I'd always had some fasciculations so really didn't pay much attention, but sure enough when I got home and looked in the mirror there they were. Since then they have become widespread and can be felt by others. For example I left the hospital and was walking to the parking garage when the low back/pelvis felt like it wanted to give out. Suddenly I felt vibrating in the area. I put my hand on my low back and I could actually feel it vibrating. I asked my husband if he could feel it and he looked shocked and said yes. He could see it as well.

I have had other times when similar vibrations were felt over my rib cage and upper back and my husband could feel those too. I used to hike in the woods for several miles every day and now I struggle to walk around the block and after I have more fasciculations and, unfortunately back pain and burning.

Now I have a weak feeling in my left upper arm and left distal thigh just above the knee. Yes, I can do things but I feel uncoordinated and wobbly.

Thanks for responding. God bless you all. (And me too)
 
To say you had MND under those circumstances is incredibly irresponsible. No wonder it sent you into a spiral.

Good luck with your EMG
 
Today I had my EMG and nerve conduction study at BIDMC in Boston. They did my left upper and lower limbs several places. A neurologist did the test and the final results will be in for my appointment with my neurologist on May 31st. I was told that preliminary results are that it was a normal study. I continue to have the low back weakness and leg heaviness and stairs, in particular are difficult for me to negotiate. I still feel "jumpy" and still feel twitches, but I am apologizing for my selfish anxiety and will schedule an appointment to delve into whatever psychological issues may be aggravating my condition. I thank everyone here on this forum. You are selfless and giving. God bless you all.
 
That is wonderful news. I hope the neurologist can find the answer quickly for you. Thank you for sharing your results.
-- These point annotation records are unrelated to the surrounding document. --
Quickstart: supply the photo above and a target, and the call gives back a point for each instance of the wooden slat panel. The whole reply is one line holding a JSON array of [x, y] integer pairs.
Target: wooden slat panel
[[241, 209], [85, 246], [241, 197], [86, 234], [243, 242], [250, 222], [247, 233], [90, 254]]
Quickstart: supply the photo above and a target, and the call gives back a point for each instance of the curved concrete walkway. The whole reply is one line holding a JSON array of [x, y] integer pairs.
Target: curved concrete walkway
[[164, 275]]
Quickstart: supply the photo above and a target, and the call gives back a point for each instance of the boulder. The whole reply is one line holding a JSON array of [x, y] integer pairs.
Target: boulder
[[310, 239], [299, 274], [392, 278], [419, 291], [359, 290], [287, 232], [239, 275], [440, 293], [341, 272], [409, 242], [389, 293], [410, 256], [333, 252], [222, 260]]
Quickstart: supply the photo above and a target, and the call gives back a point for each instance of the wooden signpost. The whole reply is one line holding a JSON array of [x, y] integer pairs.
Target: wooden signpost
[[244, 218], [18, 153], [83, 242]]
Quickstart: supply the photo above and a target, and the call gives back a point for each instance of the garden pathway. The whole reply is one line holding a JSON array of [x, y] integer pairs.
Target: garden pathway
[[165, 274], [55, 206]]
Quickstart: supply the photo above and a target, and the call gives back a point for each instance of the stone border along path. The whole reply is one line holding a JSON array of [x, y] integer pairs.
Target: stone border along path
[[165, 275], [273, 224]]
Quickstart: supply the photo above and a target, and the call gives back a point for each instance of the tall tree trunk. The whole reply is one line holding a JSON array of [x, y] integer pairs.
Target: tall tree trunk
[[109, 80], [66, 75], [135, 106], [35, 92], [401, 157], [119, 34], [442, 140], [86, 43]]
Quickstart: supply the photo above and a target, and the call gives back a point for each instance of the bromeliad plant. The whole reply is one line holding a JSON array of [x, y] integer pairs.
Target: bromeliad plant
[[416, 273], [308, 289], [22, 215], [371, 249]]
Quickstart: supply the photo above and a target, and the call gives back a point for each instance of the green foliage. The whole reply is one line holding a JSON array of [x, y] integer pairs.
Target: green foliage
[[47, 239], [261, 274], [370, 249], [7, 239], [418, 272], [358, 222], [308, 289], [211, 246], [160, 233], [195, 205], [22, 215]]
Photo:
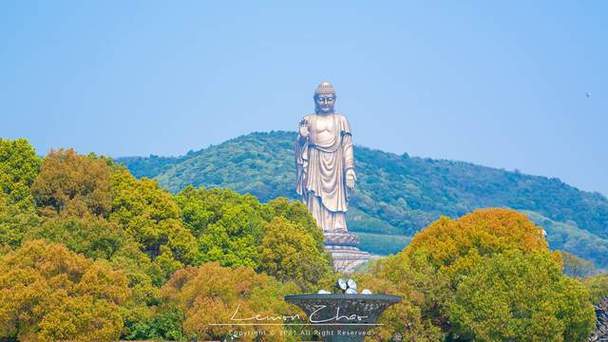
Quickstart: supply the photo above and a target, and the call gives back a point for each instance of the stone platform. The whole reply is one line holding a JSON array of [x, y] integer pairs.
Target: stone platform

When you do get a diagnosis would you kindly return and tell us? It is so helpful to others who come here worried.

Best of luck and wishing you a long and happy healthy life
 
I definitely will Nikki. You have been such a comfort and a voice of reason and I owe you all a debt of gratitude. Wish I could say all my symptoms are gone (they are not) still feeling heavy and weak in hips/pelvis and stiff in the legs especially after exercise. As well my left arm feels somewhat stiff and shaky and I continue to "miss" door handles etc. when I reach for them with my left hand and I still feel like I'm plugged into an electric socket. IDK probably aggravated by anxiety. I will follow up with neuro and psych and keep you posted for those dealing with similar. BTW, I know people perceive pain differently, but I found the tests quite tolerable. Blessings.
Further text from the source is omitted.